Email from Bill Watkins sent to all Seagate Technology employees on December 21, 2005:


Seagate Technology to Acquire Maxtor Corporation


We’re pleased to share with you some exciting news. As the attached press release outlines, this morning Seagate took an important step in further strengthening our position in the technology industry: we announced our agreement to acquire Maxtor Corporation. We are enthusiastic and optimistic about the results that the combined companies can achieve and the opportunities it will afford our employees.


Our decision to acquire Maxtor was influenced by many factors. By acquiring Maxtor, we gain critical resources—including strategic manufacturing assets—and enhanced operating scale to continue our leadership in the industry, drive product innovation, and maximize manufacturing efficiency.

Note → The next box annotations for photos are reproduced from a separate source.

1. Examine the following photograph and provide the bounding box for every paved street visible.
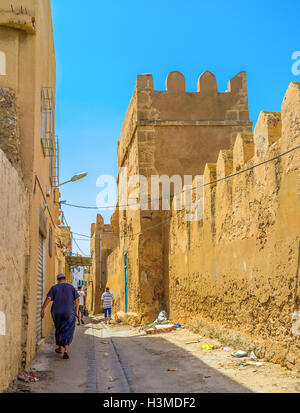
[8,318,300,393]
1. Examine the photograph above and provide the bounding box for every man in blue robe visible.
[41,274,79,359]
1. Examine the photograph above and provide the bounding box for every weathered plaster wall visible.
[108,72,252,321]
[167,83,300,366]
[0,149,29,392]
[0,0,57,372]
[0,87,20,171]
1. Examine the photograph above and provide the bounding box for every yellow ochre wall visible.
[0,0,58,388]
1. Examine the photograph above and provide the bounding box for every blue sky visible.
[51,0,300,254]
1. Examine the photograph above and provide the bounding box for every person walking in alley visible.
[101,287,114,324]
[77,285,86,326]
[41,274,80,359]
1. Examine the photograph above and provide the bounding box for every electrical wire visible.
[59,145,300,239]
[63,145,300,210]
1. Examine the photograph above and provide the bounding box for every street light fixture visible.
[56,172,88,188]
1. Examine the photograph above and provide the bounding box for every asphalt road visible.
[9,319,300,394]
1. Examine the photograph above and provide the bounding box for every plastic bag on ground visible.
[154,311,168,323]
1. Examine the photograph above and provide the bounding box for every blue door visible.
[124,252,128,313]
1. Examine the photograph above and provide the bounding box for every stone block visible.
[233,133,254,172]
[253,111,281,159]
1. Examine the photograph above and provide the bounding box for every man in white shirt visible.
[77,285,86,325]
[101,287,114,324]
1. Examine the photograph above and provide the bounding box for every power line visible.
[59,145,300,239]
[60,145,300,210]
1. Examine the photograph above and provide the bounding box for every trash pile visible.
[141,311,182,334]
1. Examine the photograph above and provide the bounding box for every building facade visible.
[0,0,59,387]
[107,72,300,368]
[108,72,252,321]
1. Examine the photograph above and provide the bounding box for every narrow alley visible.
[10,317,300,393]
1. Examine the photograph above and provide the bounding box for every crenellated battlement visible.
[118,71,252,170]
[203,83,300,233]
[136,71,249,122]
[0,5,36,34]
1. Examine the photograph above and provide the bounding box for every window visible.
[0,51,6,76]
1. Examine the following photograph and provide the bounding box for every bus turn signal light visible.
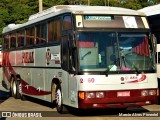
[79,92,84,99]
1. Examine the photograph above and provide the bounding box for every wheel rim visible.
[12,81,17,95]
[56,89,62,106]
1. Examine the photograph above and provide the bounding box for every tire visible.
[11,79,17,98]
[56,85,63,113]
[16,80,21,99]
[11,78,21,99]
[51,83,56,108]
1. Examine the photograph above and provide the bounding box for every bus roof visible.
[138,4,160,16]
[3,5,145,33]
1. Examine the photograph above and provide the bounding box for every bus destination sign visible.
[84,15,112,21]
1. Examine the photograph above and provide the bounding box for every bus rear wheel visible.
[11,79,21,99]
[56,85,64,113]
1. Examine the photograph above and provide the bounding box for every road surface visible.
[0,86,160,120]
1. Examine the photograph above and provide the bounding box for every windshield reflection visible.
[78,32,153,71]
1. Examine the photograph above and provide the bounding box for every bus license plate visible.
[117,91,130,97]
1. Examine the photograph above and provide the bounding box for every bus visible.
[139,4,160,104]
[2,5,159,113]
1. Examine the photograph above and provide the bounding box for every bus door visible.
[61,34,77,106]
[61,36,69,104]
[156,44,160,79]
[156,44,160,104]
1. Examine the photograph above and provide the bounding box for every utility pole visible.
[39,0,43,12]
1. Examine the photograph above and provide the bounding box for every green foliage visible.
[0,0,160,44]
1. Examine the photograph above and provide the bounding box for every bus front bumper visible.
[79,89,158,109]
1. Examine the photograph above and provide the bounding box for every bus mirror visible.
[72,40,76,48]
[69,33,76,48]
[152,34,157,51]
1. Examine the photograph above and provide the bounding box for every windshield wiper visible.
[132,64,141,75]
[81,51,91,60]
[102,58,120,76]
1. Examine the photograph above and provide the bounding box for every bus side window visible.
[3,35,10,50]
[36,23,47,44]
[17,30,25,47]
[48,19,61,42]
[26,27,35,46]
[61,36,69,70]
[63,15,72,30]
[10,33,16,48]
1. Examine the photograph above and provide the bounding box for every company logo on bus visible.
[22,51,34,63]
[121,74,147,83]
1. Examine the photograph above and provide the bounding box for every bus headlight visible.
[96,92,104,98]
[141,90,148,96]
[149,90,156,95]
[86,92,95,98]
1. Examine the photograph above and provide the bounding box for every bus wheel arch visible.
[10,74,21,99]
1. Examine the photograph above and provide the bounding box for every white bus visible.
[139,4,160,104]
[3,5,158,113]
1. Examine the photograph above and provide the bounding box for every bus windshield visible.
[77,32,154,72]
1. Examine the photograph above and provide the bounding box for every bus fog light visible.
[96,92,104,98]
[141,90,148,96]
[149,90,156,95]
[86,92,95,98]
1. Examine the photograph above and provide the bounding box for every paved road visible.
[0,87,160,120]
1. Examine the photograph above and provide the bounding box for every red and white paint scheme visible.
[2,5,158,113]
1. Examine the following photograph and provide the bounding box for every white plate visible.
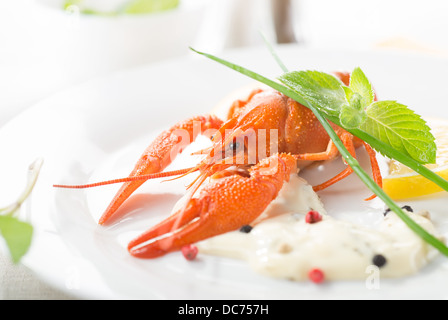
[0,46,448,299]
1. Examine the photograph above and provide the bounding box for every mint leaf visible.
[339,92,367,129]
[359,101,437,164]
[124,0,179,14]
[279,68,437,164]
[349,68,375,107]
[0,215,33,263]
[279,71,348,116]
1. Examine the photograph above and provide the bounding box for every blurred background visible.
[0,0,448,126]
[0,0,448,298]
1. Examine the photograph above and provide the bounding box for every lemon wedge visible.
[383,118,448,200]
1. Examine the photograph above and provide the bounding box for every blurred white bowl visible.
[34,0,206,78]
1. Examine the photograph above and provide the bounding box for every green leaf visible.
[350,68,375,107]
[0,216,33,263]
[124,0,179,14]
[339,92,367,129]
[359,101,437,164]
[279,71,348,116]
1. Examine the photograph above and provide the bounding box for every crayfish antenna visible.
[53,167,198,189]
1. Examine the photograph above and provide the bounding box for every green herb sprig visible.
[191,48,448,256]
[63,0,180,16]
[0,159,43,263]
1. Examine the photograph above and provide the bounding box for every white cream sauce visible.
[198,175,437,280]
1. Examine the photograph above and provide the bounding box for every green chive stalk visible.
[191,48,448,257]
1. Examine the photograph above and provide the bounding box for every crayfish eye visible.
[227,142,240,151]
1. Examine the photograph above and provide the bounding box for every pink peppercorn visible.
[181,244,199,261]
[308,268,325,283]
[305,210,322,223]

These advantages, combined with our current strengths, position us to deliver more compelling and innovative products, more quickly and at more competitive prices.


Because we realize that events of this kind can spark uncertainty and concern, we will share with you that while it will be necessary to eliminate redundancy among the two companies, as a result of this transaction, we do not anticipate reductions in Seagate headcount or changes to reporting relationships. The combined company will retain the Seagate name and the Seagate management team, and its executive offices will remain in Scotts Valley, California.


This transaction is expected to close in the second half of calendar year 2006, and so for the next several months, for all of us at Seagate it remains business as usual. The goals and objectives we have established do not change, and we must continue to meet our commitments and deliver leadership products to our customers.


Our congratulations and thanks go out to every Seagate employee. Over the past several years, you have worked to make our company a global leader. Now you will help carry it through a new and exciting phase in which we combine our resources with Maxtor’s, and leverage the expanded capabilities to innovate for existing markets and for new opportunities.


Please join us at the next quarterly employee meetings beginning in January, during which we will provide you with more details of this exciting development. You may also visit the joint external transaction website, both today and over the next several weeks, for additional information and updates. In addition, I have also placed this message into my blog, “Bill’s Blog” on my.seagate.com, where you can offer your feedback. Thank you for your continued support.